Julie Hassett ’08 is a body-paint, hair, makeup and cosmetic prosthetics artist who has done some strikingly creative work. Most of her clients are in the entertainment industry in Los Angeles.
Where are you from?
I grew up with my parents and two sisters in Wilbraham, a kind of rural town in western Massachusetts. Now, we all live out here in L.A.! I feel really lucky that we’re able to be together.
What kind of art training did you have?
There were only a couple of art classes offered in school, so it was mostly outside of school that I was creating. I’d be up drawing all night, under my covers with a flashlight. That’s where all this started.
How did you choose Wagner College?
I was really into musical theater, so I auditioned for the theater program at Wagner. I didn’t make it, but I did get a music scholarship, so I was in choir. I also got to take painting and drawing classes at Wagner, which was really the first formal training I had taken for art.
What was your first job?
I’d majored in psychology, and my first job was at a methadone clinic in Queens, making like $16,000 a year while I’m living in New York City. I don’t even understand how I survived. But I actually loved the counseling aspect of the job, and the patients, and being with people, trying to help them and just listening to them. So much of what I do today mirrors that. I could never have anticipated that an education in psychology would have prepared me to be a really great makeup artist.
After three years in Queens, you moved back to Wilbraham.
That’s right, and while I was there, I found this little part-time job that became the jumping-off point for what I’m doing now. I was hired as a face painter, which I’d never done before, and I’d teach art to kids. I also had a full-time job selling ad space for a newspaper; that was really just to be able to save money, honestly, to move.
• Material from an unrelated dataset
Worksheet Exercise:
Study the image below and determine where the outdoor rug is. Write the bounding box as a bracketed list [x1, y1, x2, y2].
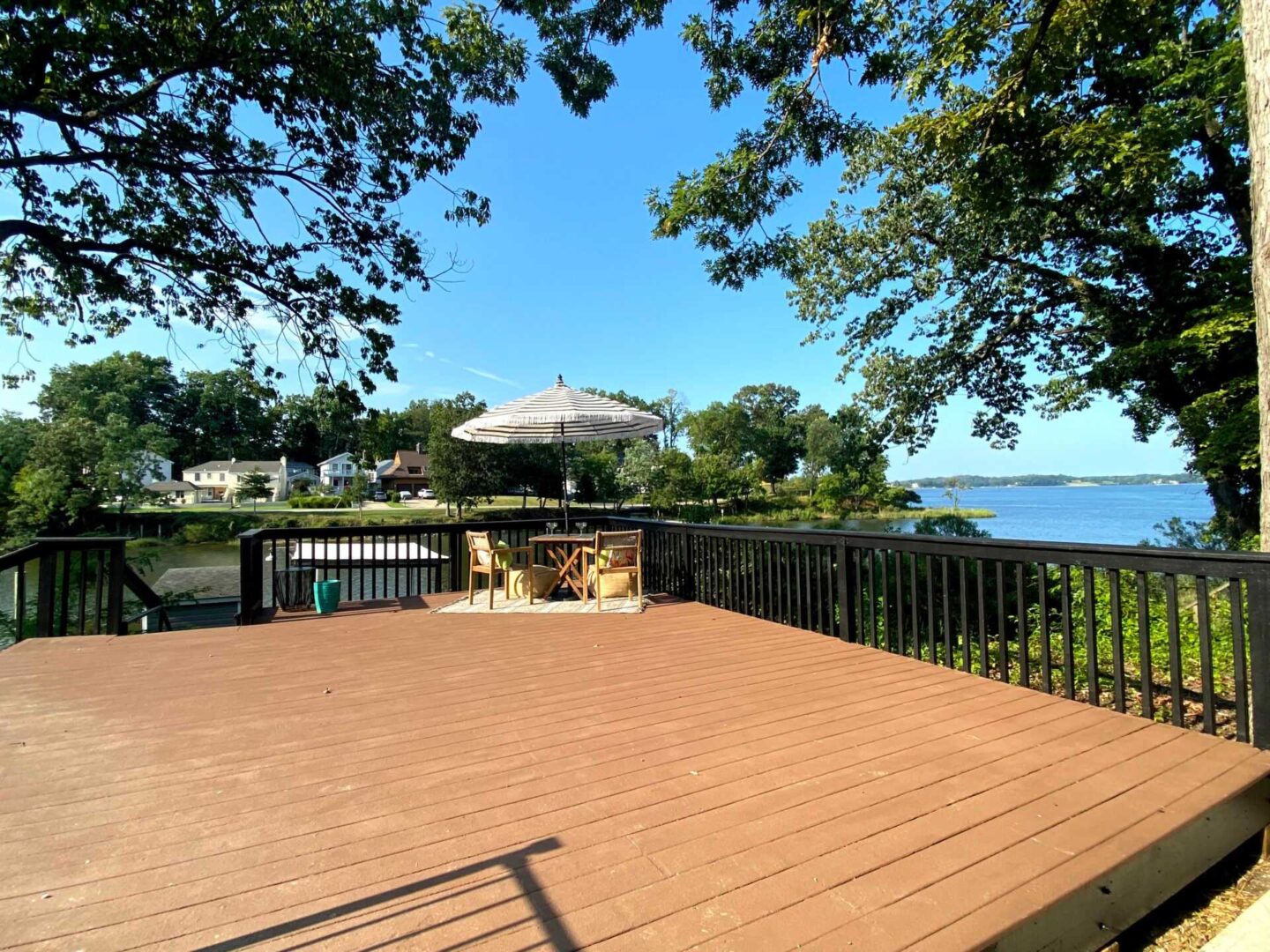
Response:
[436, 589, 650, 614]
And then you moved to California.
I had this feeling that California would be really cool, though I didn’t know what I wanted to do. My older sister already lived here, and she was like, “Just move! You’re gonna love it.” I thought, “You know, they’re ‘open’ all the time here; it doesn’t really shut down during the winter. I could theoretically start my own face-painting company, and I would be able to do parties all year ’round — and, that way, I would always be working.”
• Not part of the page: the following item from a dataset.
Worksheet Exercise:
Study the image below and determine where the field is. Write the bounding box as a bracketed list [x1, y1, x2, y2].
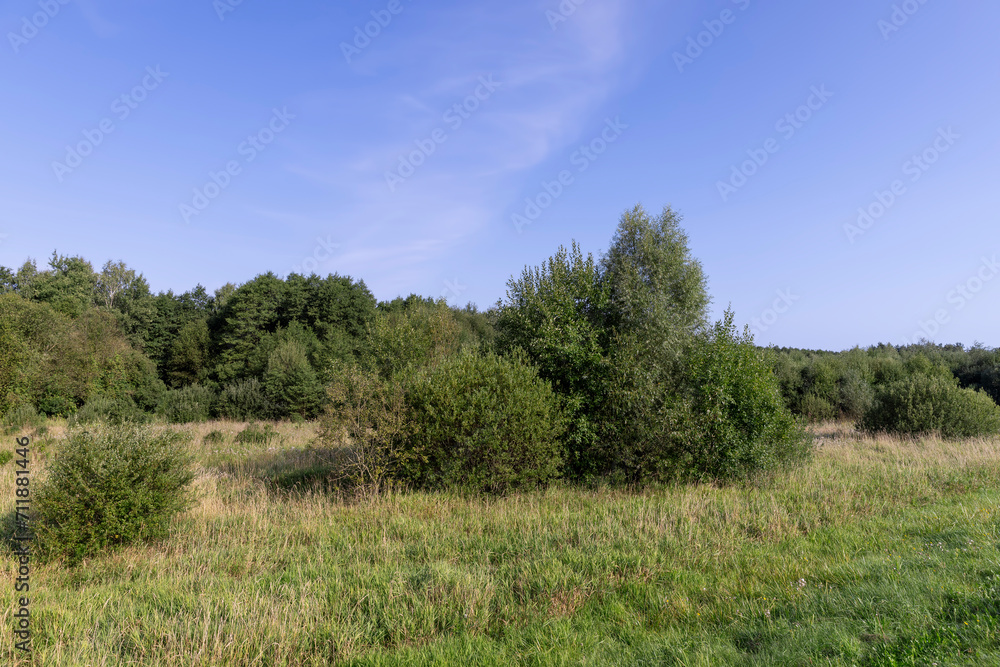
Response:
[0, 422, 1000, 665]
Once I started, someone suggested I try body paint — in fact, they’d already told someone I would! I used my sister as a “canvas,” googled “body paint,” picked an image I liked and spent four hours replicating it on my sister.
Hassett started getting work in the film industry, steadily increasing her range of skills with each job, often teaching herself after looking things up online. She added cosmetic prosthetics, beauty makeup and hair styling to her skill set.
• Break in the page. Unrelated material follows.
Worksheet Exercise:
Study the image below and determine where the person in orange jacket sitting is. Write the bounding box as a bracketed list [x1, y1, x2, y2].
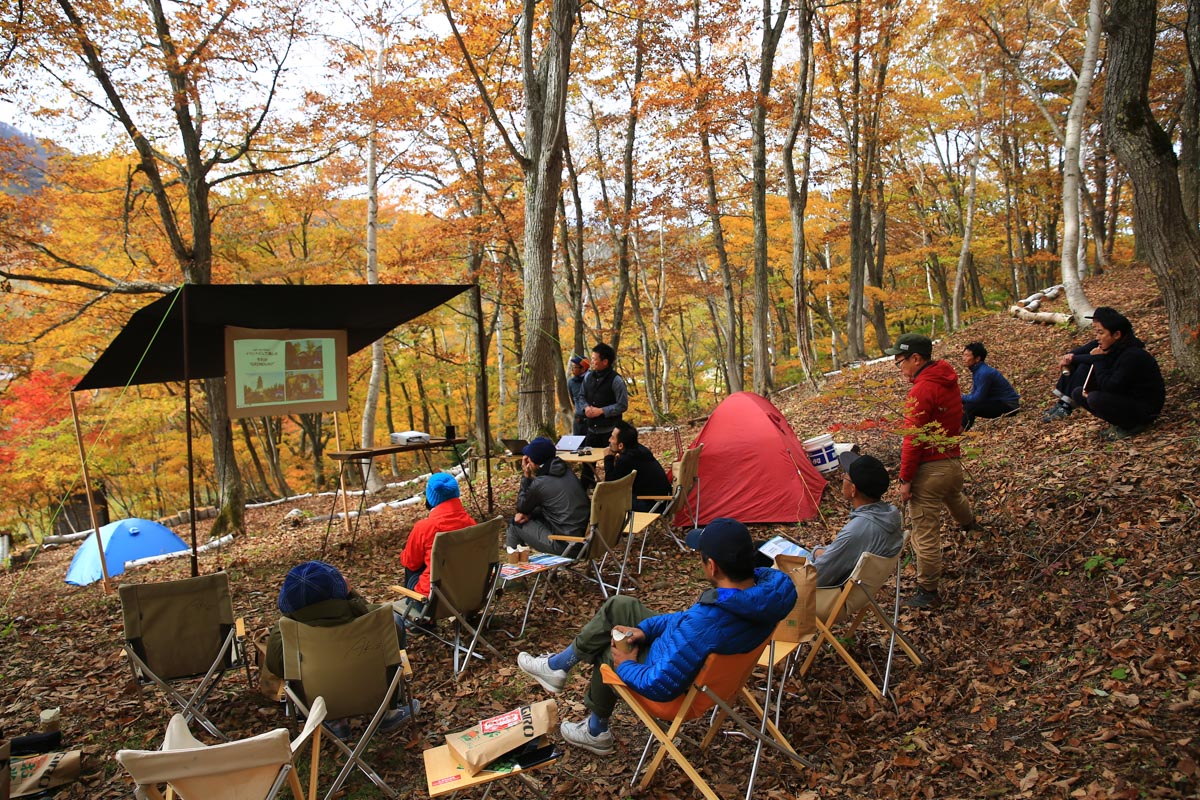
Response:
[400, 473, 475, 596]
Union membership would mean good, steady work. How did you get in?
After a couple of years, I was asked to department-head a show called “Zac & Mia” — it’s streaming now on Netflix. It was such a big undertaking; it included special effects, and beauty, and people looking sick [the characters have cancer]. I feel so lucky that I was able to get in, because now I’m not living paycheck to paycheck, and I get to work on these really great shows and films.
What are some special projects you’ve worked on?
One was Sara Blakely’s “Belly Art Project” book, which supports Every Mother Counts, a nonprofit. We painted the very pregnant bellies of dozens of women; I did about half of the ones shown in the book. It was such a niche thing, to be painting a pregnant belly — I mean, who does that?! It really forced me to be creative.
I got to do a couple of different prosthetic and body-painting looks on Ariana Grande for Halloween. It went over really great — and it is really cool to see your work show up in Cosmopolitan!
Some of my favorite body paints are where I’ve done like a camouflage: a person will stand in front of a backdrop, and I’ll paint them to blend into it. When it comes out good, it’s really satisfying.